来院したときには喘鳴が著明であり、呼吸数も上昇していた。

気管支喘息に準じた治療を行い、本人の呼吸困難は多少はよくなったものの、喘鳴は続いていた。 このため上級医を呼んだが、再度の吸入を指示したのみで、本人を見にはきてくれなかった。

吸入後もやはり喘鳴は残っており、再度コールをしたが、そのまま帰すように、との指示であった。

その晩はそのまま帰宅となったが、翌日になって症状が悪化。喘息重積状態で救急搬送となってしまった。

原因

当時、その上級医とは折り合いが悪く、その日の当直帯の前半にも、些細なことで ひどく怒られたばかりだった。

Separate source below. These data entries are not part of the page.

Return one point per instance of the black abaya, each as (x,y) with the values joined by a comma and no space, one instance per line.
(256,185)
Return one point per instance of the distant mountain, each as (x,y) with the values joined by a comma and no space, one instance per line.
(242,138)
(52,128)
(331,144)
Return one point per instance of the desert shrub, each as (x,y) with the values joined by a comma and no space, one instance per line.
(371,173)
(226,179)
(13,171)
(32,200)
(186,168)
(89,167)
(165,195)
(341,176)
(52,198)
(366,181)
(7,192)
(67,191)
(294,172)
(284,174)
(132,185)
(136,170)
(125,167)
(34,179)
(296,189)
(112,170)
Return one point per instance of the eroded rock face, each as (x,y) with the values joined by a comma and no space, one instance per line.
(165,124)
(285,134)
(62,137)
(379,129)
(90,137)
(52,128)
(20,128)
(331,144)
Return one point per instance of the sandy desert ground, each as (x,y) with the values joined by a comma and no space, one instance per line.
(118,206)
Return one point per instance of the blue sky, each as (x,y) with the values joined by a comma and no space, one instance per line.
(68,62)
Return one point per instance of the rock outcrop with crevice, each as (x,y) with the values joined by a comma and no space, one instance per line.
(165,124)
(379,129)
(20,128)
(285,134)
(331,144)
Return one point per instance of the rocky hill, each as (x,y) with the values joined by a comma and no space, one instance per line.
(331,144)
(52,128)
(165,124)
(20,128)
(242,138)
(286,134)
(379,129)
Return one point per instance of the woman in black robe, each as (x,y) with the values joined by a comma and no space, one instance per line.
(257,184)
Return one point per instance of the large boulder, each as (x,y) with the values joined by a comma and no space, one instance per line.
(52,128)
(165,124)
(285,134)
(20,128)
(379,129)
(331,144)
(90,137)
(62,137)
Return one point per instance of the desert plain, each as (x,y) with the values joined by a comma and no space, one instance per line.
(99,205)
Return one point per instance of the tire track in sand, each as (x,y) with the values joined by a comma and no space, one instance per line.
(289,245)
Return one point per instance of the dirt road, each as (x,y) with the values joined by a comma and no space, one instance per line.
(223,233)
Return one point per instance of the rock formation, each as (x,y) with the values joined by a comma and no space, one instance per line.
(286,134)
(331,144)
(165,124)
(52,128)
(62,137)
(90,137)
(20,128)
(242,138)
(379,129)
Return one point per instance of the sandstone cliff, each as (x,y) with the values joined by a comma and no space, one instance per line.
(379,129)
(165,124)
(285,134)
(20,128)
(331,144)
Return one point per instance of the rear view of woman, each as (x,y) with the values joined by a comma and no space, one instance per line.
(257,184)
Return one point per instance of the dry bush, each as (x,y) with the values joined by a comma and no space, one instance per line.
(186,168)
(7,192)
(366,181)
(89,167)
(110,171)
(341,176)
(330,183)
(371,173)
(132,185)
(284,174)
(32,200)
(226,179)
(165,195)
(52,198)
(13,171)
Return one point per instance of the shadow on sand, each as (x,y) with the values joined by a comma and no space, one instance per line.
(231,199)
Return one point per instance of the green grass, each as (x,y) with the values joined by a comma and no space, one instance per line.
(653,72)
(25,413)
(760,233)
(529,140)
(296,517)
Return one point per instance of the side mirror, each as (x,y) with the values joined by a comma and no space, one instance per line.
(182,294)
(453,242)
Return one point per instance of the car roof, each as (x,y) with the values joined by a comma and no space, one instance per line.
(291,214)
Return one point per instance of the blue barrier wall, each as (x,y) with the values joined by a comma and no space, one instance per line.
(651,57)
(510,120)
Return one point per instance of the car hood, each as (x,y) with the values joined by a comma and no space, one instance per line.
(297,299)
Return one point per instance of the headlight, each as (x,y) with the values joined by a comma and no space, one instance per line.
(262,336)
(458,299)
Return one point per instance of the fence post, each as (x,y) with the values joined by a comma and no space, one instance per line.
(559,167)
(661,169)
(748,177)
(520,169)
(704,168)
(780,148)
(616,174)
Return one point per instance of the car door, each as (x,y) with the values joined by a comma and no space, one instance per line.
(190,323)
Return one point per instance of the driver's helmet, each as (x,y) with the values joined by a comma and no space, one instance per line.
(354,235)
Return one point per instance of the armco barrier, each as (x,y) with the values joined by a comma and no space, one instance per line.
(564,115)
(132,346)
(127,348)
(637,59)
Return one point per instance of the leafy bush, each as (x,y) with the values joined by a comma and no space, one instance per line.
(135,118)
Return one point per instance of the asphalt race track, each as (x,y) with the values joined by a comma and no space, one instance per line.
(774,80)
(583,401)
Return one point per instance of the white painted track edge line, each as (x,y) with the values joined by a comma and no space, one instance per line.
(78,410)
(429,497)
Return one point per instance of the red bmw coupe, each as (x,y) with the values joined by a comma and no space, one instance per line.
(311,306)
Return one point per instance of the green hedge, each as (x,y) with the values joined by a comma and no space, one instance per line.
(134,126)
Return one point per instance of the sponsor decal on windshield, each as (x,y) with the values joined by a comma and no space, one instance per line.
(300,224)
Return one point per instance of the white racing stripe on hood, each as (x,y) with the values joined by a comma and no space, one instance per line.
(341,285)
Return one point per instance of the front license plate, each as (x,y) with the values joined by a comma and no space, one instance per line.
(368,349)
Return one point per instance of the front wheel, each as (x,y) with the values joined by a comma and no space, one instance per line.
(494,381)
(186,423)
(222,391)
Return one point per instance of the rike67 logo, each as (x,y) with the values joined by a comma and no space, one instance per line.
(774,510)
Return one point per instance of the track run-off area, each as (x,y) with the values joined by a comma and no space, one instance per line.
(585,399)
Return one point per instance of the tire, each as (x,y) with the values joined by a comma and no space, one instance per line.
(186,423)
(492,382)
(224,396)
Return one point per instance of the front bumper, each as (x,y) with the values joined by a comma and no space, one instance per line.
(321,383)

このため、オンコールの電話を入れる際にも萎縮してしまい、十分な情報の伝達ができなかった。

具体的には、2回目のコールを行った際、"本当に、ぜんぜんよくなっていないのか?"と詰問され、 "少しは落ち着いたようですが…"と返答してしまったところ、"じゃあ帰しておいて"と言われただけで 電話を切られてしまった。

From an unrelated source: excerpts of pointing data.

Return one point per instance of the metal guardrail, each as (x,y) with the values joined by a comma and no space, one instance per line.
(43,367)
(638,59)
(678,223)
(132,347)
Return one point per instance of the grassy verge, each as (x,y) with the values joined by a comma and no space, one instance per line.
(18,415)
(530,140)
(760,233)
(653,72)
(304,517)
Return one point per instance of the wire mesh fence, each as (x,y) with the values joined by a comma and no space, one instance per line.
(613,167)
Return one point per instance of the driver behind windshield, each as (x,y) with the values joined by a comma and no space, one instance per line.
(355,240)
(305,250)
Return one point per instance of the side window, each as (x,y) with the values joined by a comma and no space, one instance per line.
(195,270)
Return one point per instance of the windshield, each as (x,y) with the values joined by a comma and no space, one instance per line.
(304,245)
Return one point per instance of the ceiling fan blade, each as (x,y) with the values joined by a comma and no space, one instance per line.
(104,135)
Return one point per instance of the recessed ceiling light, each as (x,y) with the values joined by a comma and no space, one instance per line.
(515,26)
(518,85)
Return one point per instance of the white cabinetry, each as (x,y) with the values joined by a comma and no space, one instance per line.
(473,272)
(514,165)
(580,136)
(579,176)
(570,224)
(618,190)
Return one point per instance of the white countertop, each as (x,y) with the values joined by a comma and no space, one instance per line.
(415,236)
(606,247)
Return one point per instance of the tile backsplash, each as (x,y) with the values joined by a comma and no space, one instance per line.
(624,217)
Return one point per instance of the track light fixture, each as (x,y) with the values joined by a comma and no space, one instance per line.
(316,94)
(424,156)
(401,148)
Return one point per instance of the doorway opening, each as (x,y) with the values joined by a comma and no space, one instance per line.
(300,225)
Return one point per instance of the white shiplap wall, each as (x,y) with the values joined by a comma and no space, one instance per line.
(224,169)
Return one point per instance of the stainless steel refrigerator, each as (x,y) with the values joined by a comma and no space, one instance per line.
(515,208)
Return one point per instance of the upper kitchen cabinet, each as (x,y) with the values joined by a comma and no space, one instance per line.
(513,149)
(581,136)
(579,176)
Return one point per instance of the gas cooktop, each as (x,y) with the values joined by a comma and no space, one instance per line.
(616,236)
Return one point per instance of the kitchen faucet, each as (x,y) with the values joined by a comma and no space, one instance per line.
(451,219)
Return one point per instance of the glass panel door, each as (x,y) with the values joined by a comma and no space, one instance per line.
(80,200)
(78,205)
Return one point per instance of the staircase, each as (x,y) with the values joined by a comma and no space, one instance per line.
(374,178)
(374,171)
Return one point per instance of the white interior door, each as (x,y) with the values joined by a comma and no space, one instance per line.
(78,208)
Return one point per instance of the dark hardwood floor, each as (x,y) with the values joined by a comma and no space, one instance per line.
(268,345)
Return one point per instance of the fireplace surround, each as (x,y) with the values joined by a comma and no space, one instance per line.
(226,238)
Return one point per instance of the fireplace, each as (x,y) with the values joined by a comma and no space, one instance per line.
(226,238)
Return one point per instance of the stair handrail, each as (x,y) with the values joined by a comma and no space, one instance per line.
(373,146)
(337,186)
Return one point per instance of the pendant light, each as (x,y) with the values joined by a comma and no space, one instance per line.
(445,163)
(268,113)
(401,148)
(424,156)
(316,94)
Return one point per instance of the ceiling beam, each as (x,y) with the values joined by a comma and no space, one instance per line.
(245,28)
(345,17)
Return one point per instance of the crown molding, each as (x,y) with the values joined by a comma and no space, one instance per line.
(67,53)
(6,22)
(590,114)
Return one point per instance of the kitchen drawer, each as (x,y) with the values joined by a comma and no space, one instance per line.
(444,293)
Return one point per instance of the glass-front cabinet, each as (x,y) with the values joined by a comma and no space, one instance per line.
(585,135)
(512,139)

本来は確認の電話をかけるべきだったかもしれないが、こちらにも再度電話をかける勇気はなかった。

対処

日勤の小児科グループをコール、すぐに入院の上加療を行い、事なきを得た。 しかし、"何で昨日帰したのか"と、家族とトラブルになってしまった。

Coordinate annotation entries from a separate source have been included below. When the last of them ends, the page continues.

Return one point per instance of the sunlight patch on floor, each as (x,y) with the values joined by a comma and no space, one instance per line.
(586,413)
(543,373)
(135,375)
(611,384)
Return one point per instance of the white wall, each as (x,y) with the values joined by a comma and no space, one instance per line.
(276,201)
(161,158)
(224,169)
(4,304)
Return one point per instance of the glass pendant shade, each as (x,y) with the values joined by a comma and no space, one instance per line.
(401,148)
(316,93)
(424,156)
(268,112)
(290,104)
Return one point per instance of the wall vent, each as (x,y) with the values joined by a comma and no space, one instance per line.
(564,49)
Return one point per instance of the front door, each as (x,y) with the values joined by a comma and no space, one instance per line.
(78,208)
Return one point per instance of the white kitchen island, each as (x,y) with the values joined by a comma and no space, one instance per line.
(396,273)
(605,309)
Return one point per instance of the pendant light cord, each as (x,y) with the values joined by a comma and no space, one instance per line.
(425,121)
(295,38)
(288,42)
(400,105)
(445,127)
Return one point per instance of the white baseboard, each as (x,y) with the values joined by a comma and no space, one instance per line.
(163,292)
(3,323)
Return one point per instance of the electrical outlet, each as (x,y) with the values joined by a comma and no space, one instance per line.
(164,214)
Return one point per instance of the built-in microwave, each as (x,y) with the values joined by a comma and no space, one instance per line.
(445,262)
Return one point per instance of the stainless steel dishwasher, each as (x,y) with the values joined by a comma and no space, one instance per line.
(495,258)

オンコールの上級医は"救急外来の医者が吸入で落ち着いたと報告したため、大丈夫だと思ってしまった。" と報告書に記載した。

たしかに嘘はかかれていないものの、知らない人間が見たら、救急当直をしていた自分のせいでこうなったと、 受け取られかねない表現になった。

知識化

この事故の原因は、人間関係のまずさである。

おきてはならないミスは、自分が何か別の理由であせっている時、たとえば自分が幹事の飲み会に遅れそうな時や、 外来中に病棟からコールがあったときなどにおこりやすい。

上司とのトラブルは事故を生む

こうしたケース以外に、事故がおきやすいシチュエーションが、上級医との人間関係がうまくいかなくなったときである。

指示を確認しようとして"何度も同じことを言わせるな"と怒鳴られたり、わからなかった部分を確認 しようとして"少しは自分で調べろ"などと怒られるような日は、必ず何らかのトラブルが出ると覚悟したほうがよい。

対策としては、上級生に怒られた日は、慎重に指示の確認を欠かさないこと、 下級生を怒った上級生は、その日1日は急変があっても下が知らせてくれないと覚悟し、 患者とのトラブルが無いことを祈りながら自分で回診することであろう。

なかなか、上手くはいかないが。